So after having my MRI rescheduled, I finally had it on Thursday. Friday morning I received the call from my doctor. All clear. Whew. Wait though! I still have my headaches. Why? Why must I be tortured by these? They asked me about the systems I still have, and the pain level.
It hurts this bad!
“Well I’ve been around a 7 most times. Then I have these moments of burning and then icy numbness. It’s on one side mainly around my temple, then it travels to the back, but every once in a while, it travels to the other side.”
“So you’re not feeling any better?”
Did they not just get what I said?
“No, I’m not feeling better. It’s been worse since you gave me the steroids.”

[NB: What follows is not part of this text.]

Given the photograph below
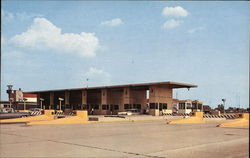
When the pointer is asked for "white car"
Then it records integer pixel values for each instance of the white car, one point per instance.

“So I think we need to try something new …(you think?)…let’s try a neurologist, I now think you have what’s called trigeminal neuralgia …(uh um yeah what she said)… so you’re going to have to get some tests done from a neurologist, but in the mean time, let’s try you on a new medication. It helps with migraines and seizures…(Seizures!?)… and it also helps trigeminal neuralgia. “
“Are there side effects?”
“Well yes. I wanted to talk to you about them. You can have blurry vision, drowsiness, and rashes.”
Ok that’s not too bad.
Then I picked up the medication. I was pulled aside. Big green sticker on my package to say I needed counseling. Ok, this is new. The pharmacist comes over to tell me that my depression medication and this new one could have a bad interaction. Hmm. It can intensify the effects I am already getting from Prozac. Then when I get home, I’m reading the extra sheet they printed out and gave me.
Ok, now I don’t want to take this medication.
This medication can cause rare and serious skin conditions that can lead to death.
This medication can cause rare and serious blood problems that can lead to death.
This medication can cause suicidal thoughts. (Again DEATH! )
Are they trying to kill me? Are they trying to say something?
I’m suppose to take 200mg of this stuff a day, thankfully, the doctor told me I can take just one of those nasty chewable tablets a day if I want. Um, Yeah! I don’t need to increase the issues I’m taking anti depressants for. I don’t need to increase my depression, anxiety, insomnia, irritability, panic attacks, and the like. So I’m taking one a day, well night, about 2 hours before bed. Why? Because the first one I took last night knocked me out forever (though about the first good night sleep I’ve had in a while) and left me a bit tired and groggy all day.
Time to get use to a new medication. Time to be sleepy for awhile. Time to make an appointment with another doctor.